Jeudi, le sénateur Al Franken a annoncé sa démission après avoir subi les immenses pressions du Parti démocrate. Même le sénateur Joseph McCarthy n'avait pas été expulsé du Sénat, même si sa chasse aux sorcières anticommuniste avait violé la Constitution et fait des centaines de victimes. Le Sénat avait pris la décision exceptionnelle de censurer McCarthy pour ses crimes, mais avait laissé le républicain du Wisconsin à son poste jusqu'à sa mort en 1957.

La démission de Franken a été accueillie par une série de commentaires satisfaits qui brillent par leur absence de toute conscience démocratique.

Ana Marie Cox du Washington Post a écrit un article publié le 7 décembre intitulé: «Al Franken n'a pas été privé de procédure équitable. Aucun de ces hommes célèbres ne l'a été.»

«Ne nous attardons pas sur les dangers d'annoncer la culpabilité ou l'innocence», écrit-elle, soutenant que seuls les coupables, les complices ou la droite politique utilisent le prétexte des violations de procédure équitable.

Jeudi après-midi, le comité de rédaction du New York Times a célébré la démission de Franken: «Nous sommes en plein virage culturel étonnant qui est le bienvenu... C'est maintenant le moment, enfin, de rendre moralement des comptes et – osons-nous l'espérer – cela pourrait entrainer un véritable changement.»

Le Times fait l'éloge des femmes «qui s'identifient, elles et leurs harceleurs, et qui donnent des preuves». En réalité, de nombreux accusateurs ne s'identifient jamais ou ne présentent d'autre preuve que leur propre témoignage des événements, souvent des années ou des décennies dans le passé. Qu'à cela ne tienne, le Times exhorte le Congrès à «Apprendre d'Al Franken» et exige d'autres démissions pour casser «les mécanismes et les mentalités qui gardent les prédateurs au pouvoir».

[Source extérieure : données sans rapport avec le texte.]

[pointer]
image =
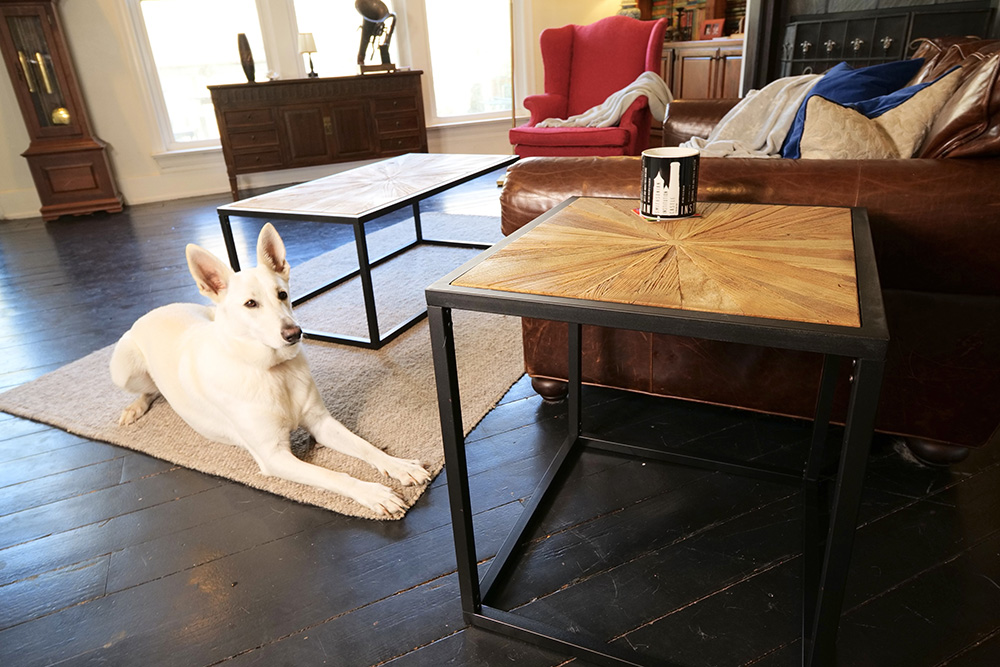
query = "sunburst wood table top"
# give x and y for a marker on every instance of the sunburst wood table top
(371, 188)
(776, 262)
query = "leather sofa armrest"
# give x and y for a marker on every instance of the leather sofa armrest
(693, 118)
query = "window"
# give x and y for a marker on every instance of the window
(470, 63)
(189, 55)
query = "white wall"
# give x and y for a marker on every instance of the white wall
(100, 41)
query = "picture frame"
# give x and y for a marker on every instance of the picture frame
(712, 28)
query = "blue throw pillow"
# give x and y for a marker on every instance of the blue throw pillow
(844, 85)
(876, 106)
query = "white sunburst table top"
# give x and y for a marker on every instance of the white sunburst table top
(371, 188)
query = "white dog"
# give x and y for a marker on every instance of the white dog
(235, 374)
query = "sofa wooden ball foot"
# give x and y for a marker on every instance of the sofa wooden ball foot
(936, 453)
(551, 391)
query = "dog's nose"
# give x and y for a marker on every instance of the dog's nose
(291, 334)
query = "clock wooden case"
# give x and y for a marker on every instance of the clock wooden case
(68, 163)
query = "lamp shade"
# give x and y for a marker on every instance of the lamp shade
(306, 43)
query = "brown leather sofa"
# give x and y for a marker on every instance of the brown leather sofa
(936, 227)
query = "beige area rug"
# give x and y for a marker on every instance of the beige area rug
(387, 396)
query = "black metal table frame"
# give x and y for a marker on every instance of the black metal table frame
(375, 339)
(828, 530)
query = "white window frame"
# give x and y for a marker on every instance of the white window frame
(415, 45)
(279, 31)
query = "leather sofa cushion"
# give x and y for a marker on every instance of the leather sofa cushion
(969, 124)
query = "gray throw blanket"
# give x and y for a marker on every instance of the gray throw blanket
(609, 112)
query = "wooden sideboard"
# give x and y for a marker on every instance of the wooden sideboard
(305, 122)
(703, 69)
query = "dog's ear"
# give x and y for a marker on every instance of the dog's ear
(271, 251)
(210, 274)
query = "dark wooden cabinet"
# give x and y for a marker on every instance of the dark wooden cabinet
(812, 44)
(707, 69)
(68, 164)
(307, 122)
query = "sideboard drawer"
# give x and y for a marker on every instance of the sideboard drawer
(395, 104)
(248, 117)
(408, 124)
(254, 138)
(400, 144)
(257, 160)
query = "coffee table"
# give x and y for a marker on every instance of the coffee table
(796, 277)
(355, 197)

La campagne «Me Too» est réactionnaire de bout en bout. Elle n'a aucun contenu progressiste. Le harcèlement sexuel prend de nombreuses formes, d'actes désagréables à des gestes passibles de poursuite, jusqu'à des actions carrément criminelles. Mais un large champ d'activités, y compris de nombreuses activités qui reflètent les ambiguïtés et les complexités des interactions humaines, est décrit comme étant mauvais et même criminel.

L'usage généralisé et irréfléchi du terme «harcèlement sexuel» a pour effet d'obscurcir le gouffre qui sépare les «avances non désirées», un concept fourre-tout amorphe (une demande pour un rendez-vous galant, complimenter quelqu'un sur son apparence et, que Dieu nous en garde, exprimer un intérêt sexuel), des attaques physiques violentes. En écrivant sur la démission du rédacteur en chef de longue date du Paris Review, le New York Times informe ses lecteurs que Lorin Stein aurait été selon les rumeurs un «séducteur en série» et que «les potins sur les relations de Mr Stein avec les femmes circulaient pendant des années». Parmi les autres actes «pervers» qu'aurait commis Stein, le Times mentionne qu'il «complimentait souvent les jeunes femmes sur leur apparence» et organisait des «soirées tapageuses».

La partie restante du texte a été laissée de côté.